I could see the amount of pressure that all of this was causing Saima. He had a strict ritual of waking up at ten and would be drilled right after breakfast. He had to solve so many quizzes and puzzles. Then after that he would be given some lunch and allowed to sleep for about an hour or so then back to the drill in the evening.
“You have to lighten up Saima. We haven’t gone out in so many days. He needs some fresh air and he needs a break. Look at him. He seems sad. You need a break too. Look at you. You look unwell. I am actually concerned.”
And yes to be honest he was sad. He was melancholic and tired. “I know but just a few more days. Once he’s appeared for all the tests and we’ve had all the interviews, we can all rest.”
So when it was all over I made sure we all relaxed. We ordered dinner at home and had a good meal. We arrived bright and early at the orientation.
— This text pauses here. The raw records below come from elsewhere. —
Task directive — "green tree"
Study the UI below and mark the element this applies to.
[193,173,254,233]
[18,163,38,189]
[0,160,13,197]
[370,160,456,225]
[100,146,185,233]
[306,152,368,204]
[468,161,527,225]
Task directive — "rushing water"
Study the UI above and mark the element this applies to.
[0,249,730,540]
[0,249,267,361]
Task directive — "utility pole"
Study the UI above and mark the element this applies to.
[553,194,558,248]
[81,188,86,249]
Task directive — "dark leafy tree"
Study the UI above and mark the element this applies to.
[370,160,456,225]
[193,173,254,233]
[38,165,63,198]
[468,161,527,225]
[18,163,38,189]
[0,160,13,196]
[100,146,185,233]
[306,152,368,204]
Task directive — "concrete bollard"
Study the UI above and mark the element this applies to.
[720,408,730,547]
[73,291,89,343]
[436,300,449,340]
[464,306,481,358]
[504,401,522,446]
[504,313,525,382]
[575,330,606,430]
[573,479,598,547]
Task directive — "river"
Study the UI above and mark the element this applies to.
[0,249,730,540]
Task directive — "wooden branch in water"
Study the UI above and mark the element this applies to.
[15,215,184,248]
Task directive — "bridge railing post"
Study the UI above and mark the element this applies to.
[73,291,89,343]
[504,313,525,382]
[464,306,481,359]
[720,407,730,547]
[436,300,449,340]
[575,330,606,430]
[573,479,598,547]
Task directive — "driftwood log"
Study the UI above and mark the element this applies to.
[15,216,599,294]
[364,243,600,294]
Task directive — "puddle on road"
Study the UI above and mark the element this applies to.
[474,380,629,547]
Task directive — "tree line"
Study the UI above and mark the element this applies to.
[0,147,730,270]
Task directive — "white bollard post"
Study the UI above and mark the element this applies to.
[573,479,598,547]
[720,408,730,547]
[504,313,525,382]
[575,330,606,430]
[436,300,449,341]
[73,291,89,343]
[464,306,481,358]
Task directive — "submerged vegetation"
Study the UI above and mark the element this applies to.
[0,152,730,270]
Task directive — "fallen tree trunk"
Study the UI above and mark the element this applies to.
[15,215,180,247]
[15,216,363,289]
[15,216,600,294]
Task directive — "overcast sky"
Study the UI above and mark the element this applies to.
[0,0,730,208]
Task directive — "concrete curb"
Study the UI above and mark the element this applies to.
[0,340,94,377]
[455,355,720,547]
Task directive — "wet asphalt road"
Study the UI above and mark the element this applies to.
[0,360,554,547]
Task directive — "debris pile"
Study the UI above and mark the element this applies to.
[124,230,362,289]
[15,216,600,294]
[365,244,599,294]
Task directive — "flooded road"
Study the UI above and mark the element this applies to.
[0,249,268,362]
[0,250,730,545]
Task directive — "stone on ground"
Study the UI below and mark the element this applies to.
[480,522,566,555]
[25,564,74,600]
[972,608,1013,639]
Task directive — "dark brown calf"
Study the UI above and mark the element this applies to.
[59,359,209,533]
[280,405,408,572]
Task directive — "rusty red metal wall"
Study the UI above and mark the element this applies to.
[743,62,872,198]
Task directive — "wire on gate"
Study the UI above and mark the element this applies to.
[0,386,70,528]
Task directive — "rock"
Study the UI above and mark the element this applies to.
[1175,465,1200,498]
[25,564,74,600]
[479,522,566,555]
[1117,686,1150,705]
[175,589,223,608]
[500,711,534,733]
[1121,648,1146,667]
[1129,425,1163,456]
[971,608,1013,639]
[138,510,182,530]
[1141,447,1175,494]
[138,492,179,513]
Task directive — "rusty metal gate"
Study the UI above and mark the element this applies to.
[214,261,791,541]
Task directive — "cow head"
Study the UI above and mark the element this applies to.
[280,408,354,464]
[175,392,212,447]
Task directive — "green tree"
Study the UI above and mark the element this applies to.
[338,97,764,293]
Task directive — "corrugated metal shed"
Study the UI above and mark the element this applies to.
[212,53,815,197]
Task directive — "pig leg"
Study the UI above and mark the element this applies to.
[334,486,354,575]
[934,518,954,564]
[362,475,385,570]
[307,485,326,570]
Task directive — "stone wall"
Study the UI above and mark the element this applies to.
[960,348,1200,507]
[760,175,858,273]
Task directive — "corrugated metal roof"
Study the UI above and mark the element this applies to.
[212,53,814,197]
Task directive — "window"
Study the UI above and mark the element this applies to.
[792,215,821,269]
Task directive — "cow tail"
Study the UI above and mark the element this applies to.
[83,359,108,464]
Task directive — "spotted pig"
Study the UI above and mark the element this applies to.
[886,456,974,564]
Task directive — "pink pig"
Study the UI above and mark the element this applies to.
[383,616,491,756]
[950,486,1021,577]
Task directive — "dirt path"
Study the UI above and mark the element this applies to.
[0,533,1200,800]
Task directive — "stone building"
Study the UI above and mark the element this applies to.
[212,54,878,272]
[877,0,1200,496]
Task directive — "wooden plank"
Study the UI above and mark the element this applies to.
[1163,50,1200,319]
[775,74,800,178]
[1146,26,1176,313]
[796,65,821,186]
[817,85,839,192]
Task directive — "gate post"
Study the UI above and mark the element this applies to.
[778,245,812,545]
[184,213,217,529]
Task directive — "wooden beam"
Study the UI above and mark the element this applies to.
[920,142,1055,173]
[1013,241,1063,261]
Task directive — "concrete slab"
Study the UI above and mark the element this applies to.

I was just another face amongst the freshly washed, polished and buffed faces around me. As we were seated into the auditorium I looked around to see the ostentatiousness. Money can buy us anything these days. I hoped that it would buy my son some character too in this institution.
The orientation started soon enough and I laughed and clapped at all the right punch lines and I nodded when I was congratulated on my wise decision to bring my son into this amazing place. Saima looked self-absorbed and accomplished too. At least I was happy to see that she was happy. Ibrahim looked overwhelmed but I knew I would assuage him in time and I continued to smile.